---
title: Pandas
tags: Templates, Talk
description: View the slide with "Slide Mode".
---
# Data in Python: Intro to Pandas & a bit of Seaborn :panda_face: :ocean:
By: Carlos Oliver (aka. @dondraper :man_in_business_suit_levitating:)
---
### Video Walkthrough
{%youtube 5iu6HRuvZ4M %}
---
### Motivation :zap:
* Tabular/matrix data (i.e. data entered in rows and columns of a table) is pervasive in many fields, including the life sciences :microscope:
* The most widely used software for dealing with this kind of data is Microsoft Excel.
---
### Why use Python? :snake:
* I'll give three (four) reasons why you might want to try working with this kind of data in Python instead
1. It's free. :money_with_wings:
2. Automation and complex manipulations is much easier :pie:
3. Seamlessly integrate with the rest of your Python tools (e.g. database management, machine learning training, etc.) :chart_with_upwards_trend:
4. Clicking on buttons hurts :hospital: :mouse: :no_entry_sign:
---
### Objectives :goal_net:
1. Loading a dataset in Pandas
2. Inspecting it
3. Basic manipulations
4. Visualization
:::danger
* These libraries are super extensive.
* This is not an exhaustive coverage of pandas, this is just to get a small taste and become accustomed to learning from [documentation](https://pandas.pydata.org/) to best suit your needs.
:::
---
### Getting a Dataset
* I browsed [Kaggle](www.kaggle.com) for some interesting COVID-related datasets (of course)
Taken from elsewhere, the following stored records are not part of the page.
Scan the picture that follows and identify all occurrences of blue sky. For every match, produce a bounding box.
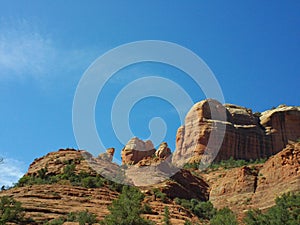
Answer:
[0,0,300,185]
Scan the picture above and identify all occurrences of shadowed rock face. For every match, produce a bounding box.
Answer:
[173,99,300,166]
[204,143,300,221]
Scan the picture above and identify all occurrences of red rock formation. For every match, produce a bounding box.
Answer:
[202,143,300,218]
[260,105,300,155]
[98,148,115,162]
[121,137,156,165]
[155,142,171,159]
[173,99,300,166]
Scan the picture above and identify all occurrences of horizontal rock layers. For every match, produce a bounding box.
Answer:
[172,99,300,166]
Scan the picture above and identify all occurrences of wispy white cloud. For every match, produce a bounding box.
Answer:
[0,158,25,187]
[0,20,93,79]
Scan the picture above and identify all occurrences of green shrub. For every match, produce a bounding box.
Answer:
[153,188,167,203]
[101,186,152,225]
[244,193,300,225]
[163,206,171,225]
[0,196,25,224]
[67,210,98,225]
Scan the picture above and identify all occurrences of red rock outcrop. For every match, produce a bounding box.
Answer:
[121,137,156,165]
[173,99,300,166]
[155,142,171,159]
[202,143,300,218]
[98,148,115,162]
[260,105,300,155]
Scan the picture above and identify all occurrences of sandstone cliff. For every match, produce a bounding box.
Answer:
[202,143,300,221]
[173,99,300,166]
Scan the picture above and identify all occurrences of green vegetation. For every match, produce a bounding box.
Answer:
[163,206,171,225]
[174,198,216,220]
[244,193,300,225]
[174,198,237,225]
[152,188,168,203]
[44,210,99,225]
[210,207,238,225]
[184,157,267,172]
[15,161,123,192]
[101,186,153,225]
[0,196,33,225]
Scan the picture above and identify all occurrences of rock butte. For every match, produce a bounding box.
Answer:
[173,99,300,166]
[0,99,300,225]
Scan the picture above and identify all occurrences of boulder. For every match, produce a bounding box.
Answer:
[98,148,115,162]
[121,137,156,165]
[155,142,171,159]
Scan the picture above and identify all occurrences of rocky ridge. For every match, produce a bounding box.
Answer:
[172,99,300,166]
[0,100,300,224]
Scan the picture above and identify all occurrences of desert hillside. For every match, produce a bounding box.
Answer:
[0,100,300,225]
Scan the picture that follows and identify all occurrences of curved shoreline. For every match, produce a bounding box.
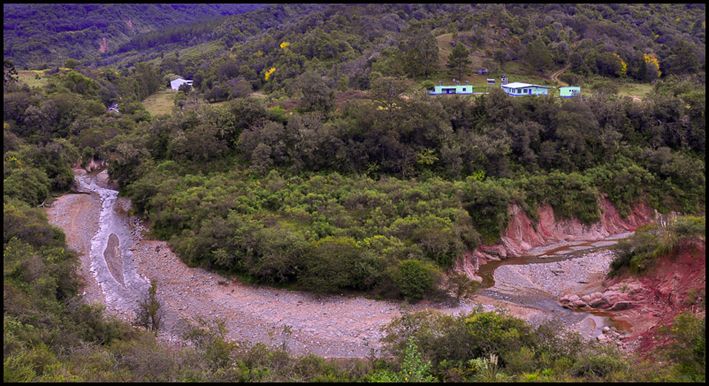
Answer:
[50,171,632,358]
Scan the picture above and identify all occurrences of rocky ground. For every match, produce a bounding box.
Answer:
[560,240,706,353]
[48,171,656,358]
[478,244,624,339]
[48,172,474,358]
[47,179,103,303]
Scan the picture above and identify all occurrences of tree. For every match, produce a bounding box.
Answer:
[448,42,472,79]
[300,72,335,113]
[448,272,478,302]
[399,26,438,77]
[372,76,406,110]
[399,337,436,382]
[136,279,163,335]
[2,60,18,86]
[394,259,439,301]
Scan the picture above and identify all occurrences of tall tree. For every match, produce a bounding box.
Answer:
[2,60,18,86]
[448,42,472,79]
[527,39,553,72]
[399,26,438,77]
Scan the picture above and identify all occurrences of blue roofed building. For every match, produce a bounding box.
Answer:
[502,82,551,96]
[428,84,473,95]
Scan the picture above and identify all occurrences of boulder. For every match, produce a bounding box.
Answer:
[571,299,588,308]
[588,298,610,308]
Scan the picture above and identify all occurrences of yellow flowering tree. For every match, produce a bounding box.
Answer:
[263,67,276,82]
[643,54,662,78]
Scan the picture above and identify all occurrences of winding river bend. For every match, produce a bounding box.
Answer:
[76,175,150,317]
[48,169,624,358]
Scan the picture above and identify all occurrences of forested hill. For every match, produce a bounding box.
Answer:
[3,4,261,68]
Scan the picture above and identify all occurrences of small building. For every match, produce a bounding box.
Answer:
[170,77,192,91]
[502,82,550,96]
[559,86,581,98]
[107,102,121,114]
[428,84,473,95]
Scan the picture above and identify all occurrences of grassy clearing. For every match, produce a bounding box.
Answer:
[618,83,653,99]
[143,89,177,117]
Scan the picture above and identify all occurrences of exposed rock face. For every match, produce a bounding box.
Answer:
[457,198,656,272]
[559,240,706,353]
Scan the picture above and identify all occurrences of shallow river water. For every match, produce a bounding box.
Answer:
[70,171,627,357]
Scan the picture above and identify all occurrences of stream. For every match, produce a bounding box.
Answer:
[75,175,150,319]
[477,232,632,339]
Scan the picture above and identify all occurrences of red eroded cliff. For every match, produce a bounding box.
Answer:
[456,198,656,277]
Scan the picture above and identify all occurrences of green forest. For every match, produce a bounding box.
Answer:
[3,4,706,382]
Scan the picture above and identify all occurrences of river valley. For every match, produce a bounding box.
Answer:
[48,169,629,358]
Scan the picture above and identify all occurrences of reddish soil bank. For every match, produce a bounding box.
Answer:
[456,198,656,279]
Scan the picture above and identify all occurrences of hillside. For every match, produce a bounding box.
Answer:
[3,4,260,68]
[3,4,706,382]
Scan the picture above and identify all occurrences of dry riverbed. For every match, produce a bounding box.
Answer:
[47,170,624,358]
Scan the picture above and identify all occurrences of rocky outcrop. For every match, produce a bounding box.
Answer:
[559,282,642,311]
[559,239,706,353]
[457,198,656,272]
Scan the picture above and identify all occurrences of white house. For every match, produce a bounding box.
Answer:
[170,77,192,91]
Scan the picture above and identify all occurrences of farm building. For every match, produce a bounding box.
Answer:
[170,77,192,91]
[559,86,581,98]
[502,82,550,96]
[428,84,473,95]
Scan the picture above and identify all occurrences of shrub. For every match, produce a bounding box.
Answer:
[393,259,440,301]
* We'll be using the [COVID by US county](https://www.kaggle.com/fireballbyedimyrnmom/us-counties-covid-19-dataset) dataset.
::: danger
**Disclaimer**: This is a real dataset, but the following visualizations and statistics are done purely for illustration purposes, not as a real analysis of COVID.
:::
---
:::info
1. Download the **CSV** file (Comma Separated Values). A CSV is basically a text version of an Excel Table.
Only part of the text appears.